Supported by the Portuguese League Against Cancer (Liga Portuguesa Contra o Cancro-Núcleo Regional do Norte) and Astra Zeneca Foundation
Correspondence to: Mário Dinis-Ribeiro, Serviço de Gastrenterologia, Instituto Português de Oncologia do Porto FG EPE, Rua Dr. António Bernardino Almeida, Porto 4200-072, Portugal. mario@med.up.pt
Received: April 6, 2006 Revised: April 19, 2006 Accepted: April 24, 2006 Published online: August 21, 2006
Abstract
AIM: To study the role of an insertion/deletion polymorphism in the pepsinogen C (PGC) gene, an effective marker for terminal differentiation of the stomach mucosa, in the susceptibility to the development of gastric lesions.

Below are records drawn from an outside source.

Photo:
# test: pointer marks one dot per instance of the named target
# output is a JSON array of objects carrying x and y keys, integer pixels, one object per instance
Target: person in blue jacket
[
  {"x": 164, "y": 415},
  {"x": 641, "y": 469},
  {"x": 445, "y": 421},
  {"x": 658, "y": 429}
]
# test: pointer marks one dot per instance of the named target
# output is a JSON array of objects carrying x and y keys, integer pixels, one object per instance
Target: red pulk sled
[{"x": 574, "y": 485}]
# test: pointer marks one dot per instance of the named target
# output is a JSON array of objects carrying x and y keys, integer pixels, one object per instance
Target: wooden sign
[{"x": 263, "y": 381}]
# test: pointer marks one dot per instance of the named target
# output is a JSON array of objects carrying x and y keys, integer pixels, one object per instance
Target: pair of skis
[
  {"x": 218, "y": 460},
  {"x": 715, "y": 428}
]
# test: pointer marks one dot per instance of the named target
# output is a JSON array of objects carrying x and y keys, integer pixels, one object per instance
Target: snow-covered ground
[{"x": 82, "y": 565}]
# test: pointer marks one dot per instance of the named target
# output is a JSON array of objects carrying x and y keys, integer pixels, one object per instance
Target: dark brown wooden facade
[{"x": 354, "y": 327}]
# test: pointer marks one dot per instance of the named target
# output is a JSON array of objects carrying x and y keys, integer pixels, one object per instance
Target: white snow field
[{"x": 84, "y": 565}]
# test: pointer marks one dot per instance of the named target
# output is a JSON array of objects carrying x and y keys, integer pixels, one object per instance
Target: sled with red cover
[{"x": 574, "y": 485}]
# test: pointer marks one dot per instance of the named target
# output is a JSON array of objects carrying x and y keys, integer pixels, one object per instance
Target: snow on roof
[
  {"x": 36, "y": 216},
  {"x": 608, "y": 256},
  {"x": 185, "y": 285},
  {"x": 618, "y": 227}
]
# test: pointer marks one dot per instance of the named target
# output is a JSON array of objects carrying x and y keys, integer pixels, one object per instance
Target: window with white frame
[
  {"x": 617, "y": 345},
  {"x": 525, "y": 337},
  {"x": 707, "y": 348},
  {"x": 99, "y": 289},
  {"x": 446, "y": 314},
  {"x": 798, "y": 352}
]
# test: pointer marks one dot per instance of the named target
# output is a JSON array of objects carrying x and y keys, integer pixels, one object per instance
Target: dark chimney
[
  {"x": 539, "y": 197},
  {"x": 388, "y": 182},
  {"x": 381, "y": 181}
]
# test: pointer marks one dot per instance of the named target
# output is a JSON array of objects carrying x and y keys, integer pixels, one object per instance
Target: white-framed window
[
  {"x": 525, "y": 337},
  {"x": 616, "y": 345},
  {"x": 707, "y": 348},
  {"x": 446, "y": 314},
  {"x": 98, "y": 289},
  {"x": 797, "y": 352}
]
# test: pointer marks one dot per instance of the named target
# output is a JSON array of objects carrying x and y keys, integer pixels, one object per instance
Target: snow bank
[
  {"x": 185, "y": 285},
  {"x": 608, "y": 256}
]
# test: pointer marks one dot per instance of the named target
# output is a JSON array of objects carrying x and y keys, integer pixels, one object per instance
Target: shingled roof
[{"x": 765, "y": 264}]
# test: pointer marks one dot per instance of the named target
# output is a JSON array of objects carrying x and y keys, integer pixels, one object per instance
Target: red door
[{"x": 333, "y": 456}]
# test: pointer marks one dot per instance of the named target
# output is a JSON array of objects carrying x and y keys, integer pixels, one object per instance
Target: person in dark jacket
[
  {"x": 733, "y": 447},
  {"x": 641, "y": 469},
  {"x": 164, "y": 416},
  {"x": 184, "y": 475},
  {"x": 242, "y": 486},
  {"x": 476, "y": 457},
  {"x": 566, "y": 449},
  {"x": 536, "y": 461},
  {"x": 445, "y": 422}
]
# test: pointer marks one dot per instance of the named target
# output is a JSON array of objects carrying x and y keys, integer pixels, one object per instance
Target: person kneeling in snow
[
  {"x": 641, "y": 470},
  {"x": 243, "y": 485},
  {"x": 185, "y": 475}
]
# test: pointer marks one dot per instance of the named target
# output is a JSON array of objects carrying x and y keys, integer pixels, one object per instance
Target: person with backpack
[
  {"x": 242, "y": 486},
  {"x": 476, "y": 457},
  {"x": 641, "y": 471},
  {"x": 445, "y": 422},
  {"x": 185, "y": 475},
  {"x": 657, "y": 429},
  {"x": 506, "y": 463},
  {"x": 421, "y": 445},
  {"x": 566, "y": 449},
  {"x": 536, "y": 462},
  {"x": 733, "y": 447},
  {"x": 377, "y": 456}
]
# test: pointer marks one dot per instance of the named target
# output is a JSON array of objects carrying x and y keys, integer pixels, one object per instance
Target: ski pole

METHODS: The study was performed with 99 samples of known gastric lesions and 127 samples without evidence of neoplastic disease. PCR was employed and the 6 polymorphic alleles were amplified: Allele 1 (510 bp), Allele 2 (480 bp), Allele 3/4 (450/460 bp), Allele 5 (400 bp) and Allele 6 (310 bp).
RESULTS: Our results revealed that Allele 6 carriers seemed to have protection against the development of any gastric lesion (OR = 0.34; P < 0.001), non-dysplastic lesions associated with gastric adenocarcinoma such as atrophy or intestinal metaplasia (OR = 0.28; P < 0.001) or invasive GC (OR = 0.39; P = 0.004).
CONCLUSION: Our study reveals that the Allele 6 carrier status has a protective role in the development of gastric lesions, probably due to its association with higher expression of PGC. Moreover, the frequency of Allele 6 carriers in the control group is far higher than that obtained in Asian populations, which might represent a genetic gap between Caucasian and Asian populations.